Lewis Hamilton

Personal information
- Date of birth: 21 November 1984 (age 41)
- Place of birth: Derby, England
- Height: 1.69 m (5 ft 7 in)
- Position: Defender

Team information
- Current team: Horsham

Youth career
- 2004: Derby County

Senior career*
- Years: Team / Apps / (Gls)
- 2004–2005: Queens Park Rangers / 1 / (0)
- 2005–2006: Aldershot Town / 30 / (0)
- 2006–2008: Lewes / 39 / (1)
- 2008–2009: Tonbridge Angels / 58 / (1)
- 2010–2013: Lewes / 133 / (0)
- 2013–: Horsham / 45 / (1)

= Lewis Hamilton (footballer) =

English footballer (born 1984)

Lewis Emmanuel Hamilton (born 21 November 1984) is an English footballer who plays as a defender for Horsham.

==Career==
Hamilton made his Football League debut for Queens Park Rangers in the Championship after coming on as a substitute against Burnley at Turf Moor on 19 April 2005.
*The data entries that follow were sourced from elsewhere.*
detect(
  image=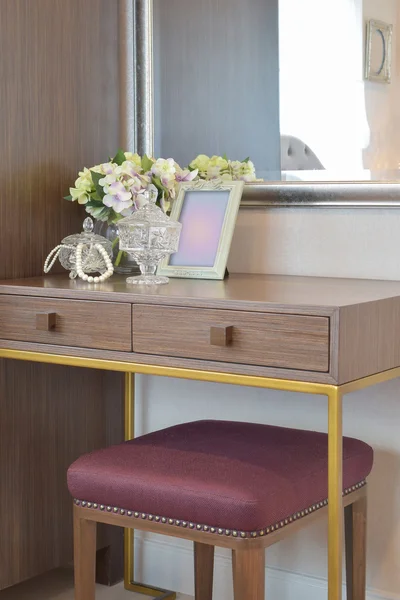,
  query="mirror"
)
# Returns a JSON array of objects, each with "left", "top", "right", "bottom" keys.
[{"left": 135, "top": 0, "right": 400, "bottom": 206}]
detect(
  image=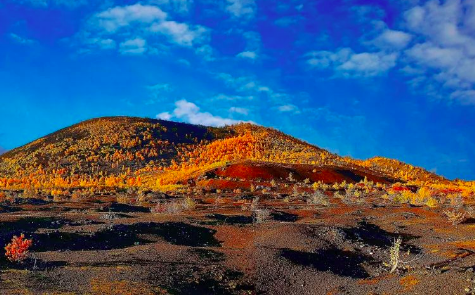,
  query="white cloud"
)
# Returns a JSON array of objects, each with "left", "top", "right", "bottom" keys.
[
  {"left": 157, "top": 112, "right": 173, "bottom": 121},
  {"left": 90, "top": 4, "right": 167, "bottom": 33},
  {"left": 78, "top": 3, "right": 209, "bottom": 54},
  {"left": 236, "top": 31, "right": 261, "bottom": 61},
  {"left": 307, "top": 48, "right": 398, "bottom": 77},
  {"left": 305, "top": 0, "right": 475, "bottom": 104},
  {"left": 214, "top": 93, "right": 254, "bottom": 100},
  {"left": 236, "top": 51, "right": 257, "bottom": 60},
  {"left": 119, "top": 38, "right": 147, "bottom": 54},
  {"left": 147, "top": 0, "right": 193, "bottom": 13},
  {"left": 157, "top": 99, "right": 247, "bottom": 127},
  {"left": 277, "top": 104, "right": 300, "bottom": 113},
  {"left": 226, "top": 0, "right": 257, "bottom": 18},
  {"left": 404, "top": 0, "right": 475, "bottom": 103},
  {"left": 150, "top": 21, "right": 207, "bottom": 47},
  {"left": 373, "top": 29, "right": 412, "bottom": 50},
  {"left": 229, "top": 107, "right": 249, "bottom": 115},
  {"left": 10, "top": 33, "right": 35, "bottom": 45}
]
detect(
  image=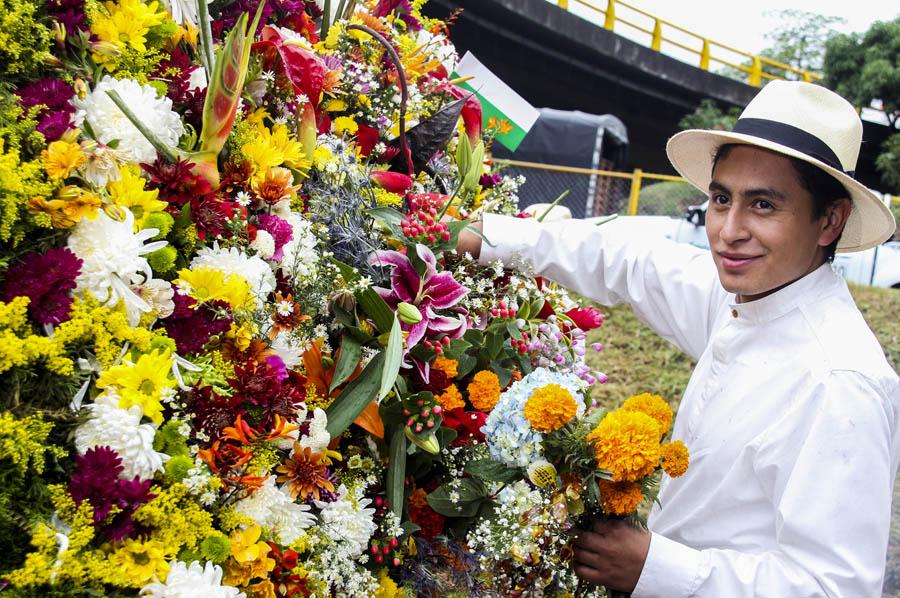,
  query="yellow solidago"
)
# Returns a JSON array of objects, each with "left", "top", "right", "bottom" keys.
[
  {"left": 466, "top": 370, "right": 500, "bottom": 413},
  {"left": 600, "top": 480, "right": 644, "bottom": 515},
  {"left": 620, "top": 392, "right": 672, "bottom": 436},
  {"left": 661, "top": 440, "right": 690, "bottom": 478},
  {"left": 525, "top": 384, "right": 578, "bottom": 432},
  {"left": 106, "top": 165, "right": 167, "bottom": 232},
  {"left": 109, "top": 539, "right": 175, "bottom": 588},
  {"left": 586, "top": 409, "right": 660, "bottom": 482},
  {"left": 41, "top": 139, "right": 87, "bottom": 180},
  {"left": 97, "top": 351, "right": 175, "bottom": 424},
  {"left": 175, "top": 266, "right": 253, "bottom": 309}
]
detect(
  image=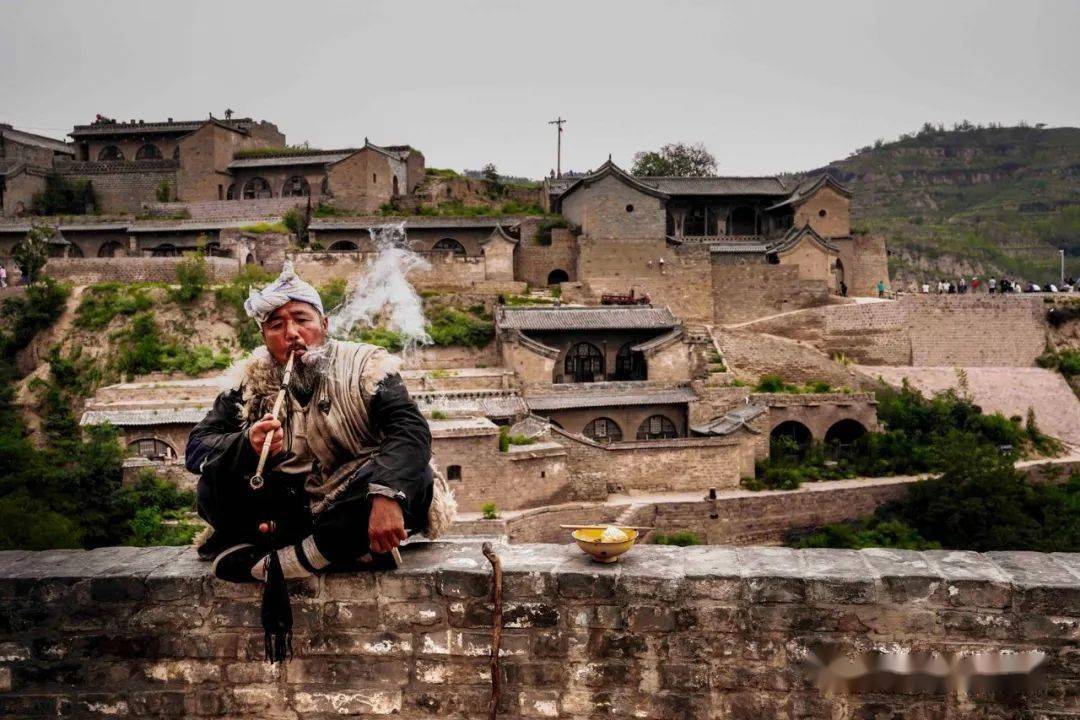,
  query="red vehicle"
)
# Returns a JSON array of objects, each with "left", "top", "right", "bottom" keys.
[{"left": 600, "top": 288, "right": 652, "bottom": 305}]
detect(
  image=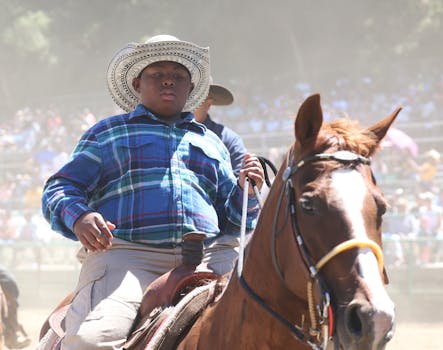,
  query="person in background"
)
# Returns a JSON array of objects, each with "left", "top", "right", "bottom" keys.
[
  {"left": 42, "top": 35, "right": 264, "bottom": 350},
  {"left": 0, "top": 265, "right": 31, "bottom": 349},
  {"left": 194, "top": 79, "right": 246, "bottom": 176}
]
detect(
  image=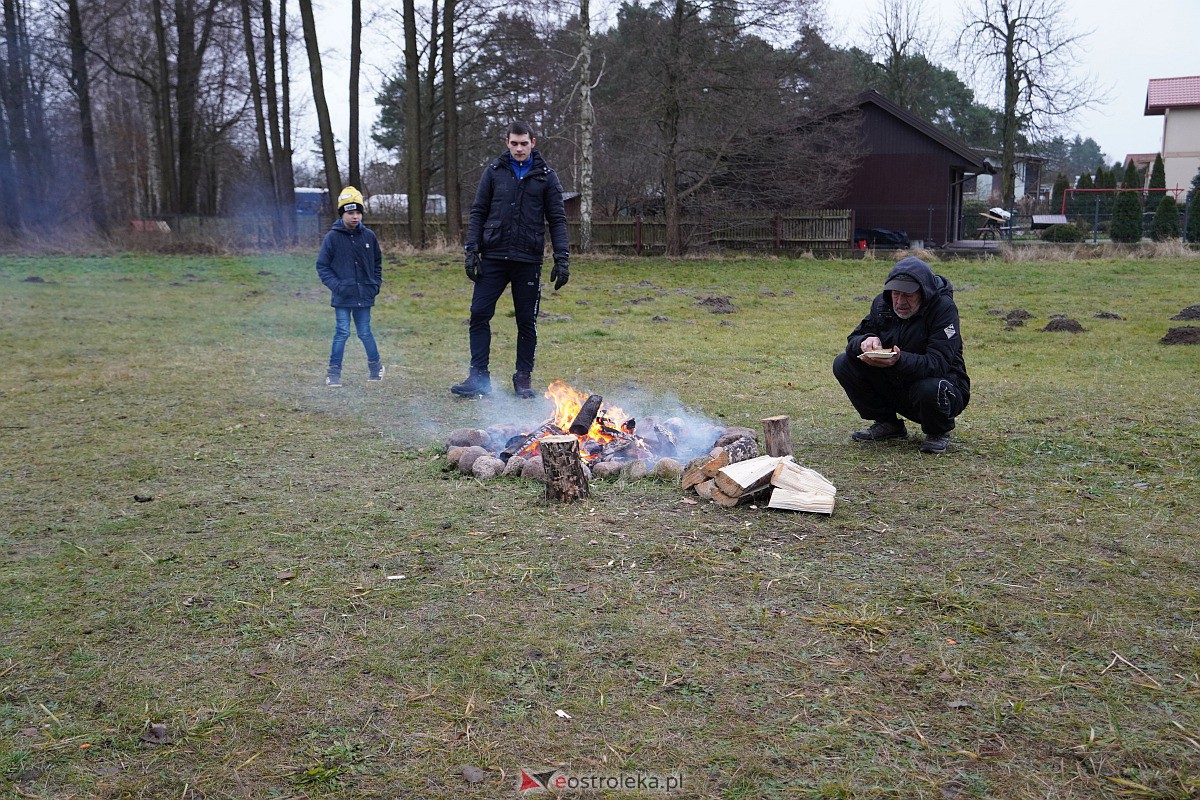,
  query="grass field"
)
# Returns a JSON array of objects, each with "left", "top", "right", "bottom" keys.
[{"left": 0, "top": 254, "right": 1200, "bottom": 800}]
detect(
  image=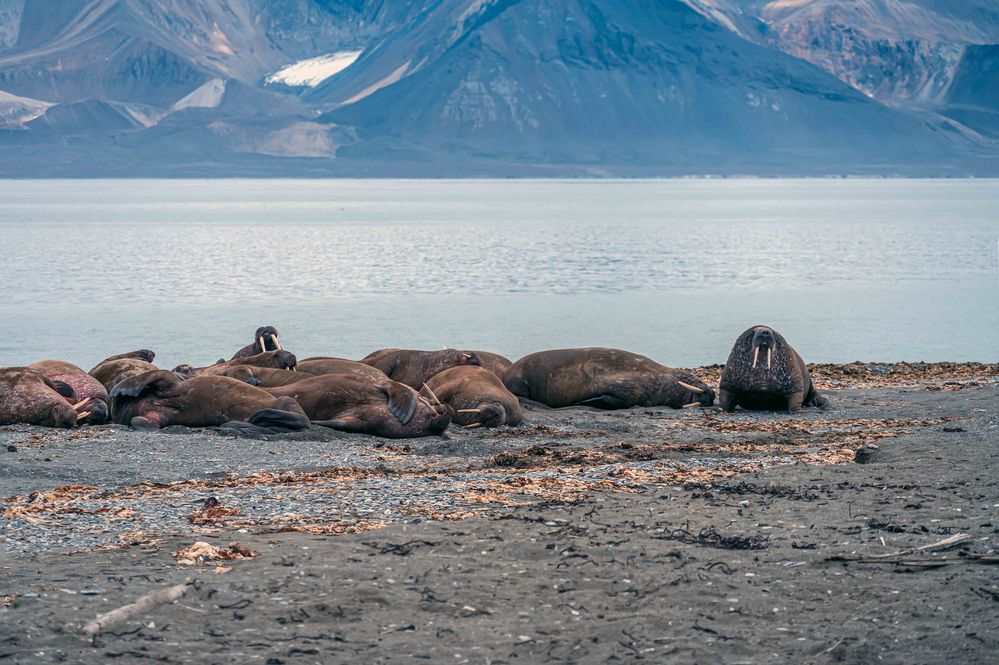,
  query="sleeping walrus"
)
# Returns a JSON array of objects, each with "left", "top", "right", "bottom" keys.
[
  {"left": 0, "top": 367, "right": 89, "bottom": 427},
  {"left": 111, "top": 370, "right": 309, "bottom": 431},
  {"left": 267, "top": 374, "right": 451, "bottom": 439},
  {"left": 88, "top": 349, "right": 159, "bottom": 392},
  {"left": 427, "top": 365, "right": 524, "bottom": 427},
  {"left": 718, "top": 326, "right": 829, "bottom": 413},
  {"left": 361, "top": 349, "right": 479, "bottom": 390},
  {"left": 503, "top": 347, "right": 715, "bottom": 409},
  {"left": 28, "top": 360, "right": 111, "bottom": 425}
]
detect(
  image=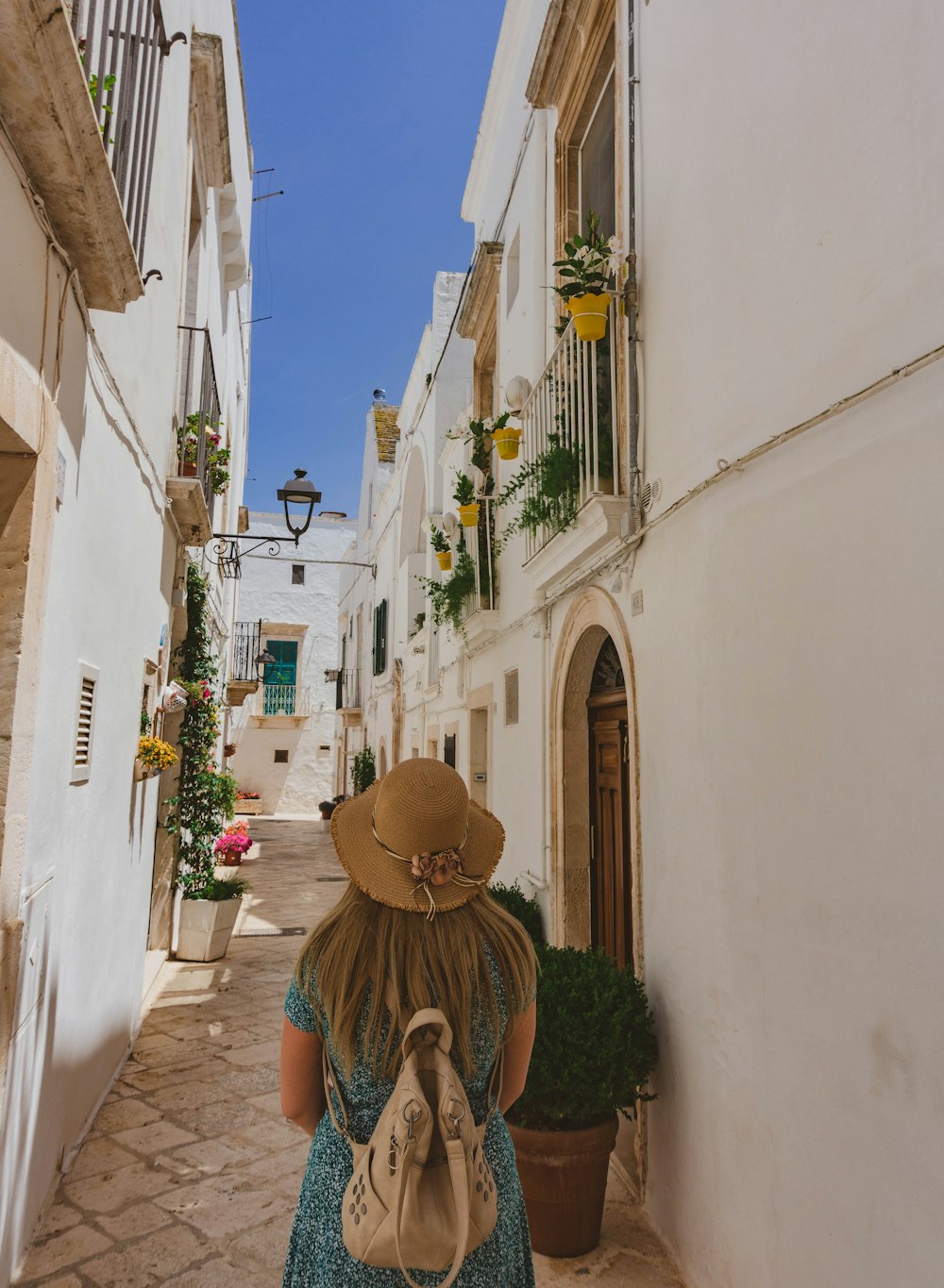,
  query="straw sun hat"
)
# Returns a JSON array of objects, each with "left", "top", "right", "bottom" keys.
[{"left": 331, "top": 759, "right": 505, "bottom": 918}]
He then moved to Aldershot Town, and then Lewes, where he was part of the 2007–08 Conference South winning side. Hamilton signed for Tonbridge Angels in July 2008 after a successful trial. Hamilton left Tonbridge in December 2009 and subsequently rejoined Lewes.

Hamilton signed for Isthmian League side Horsham at the start of the 2013–14 campaign.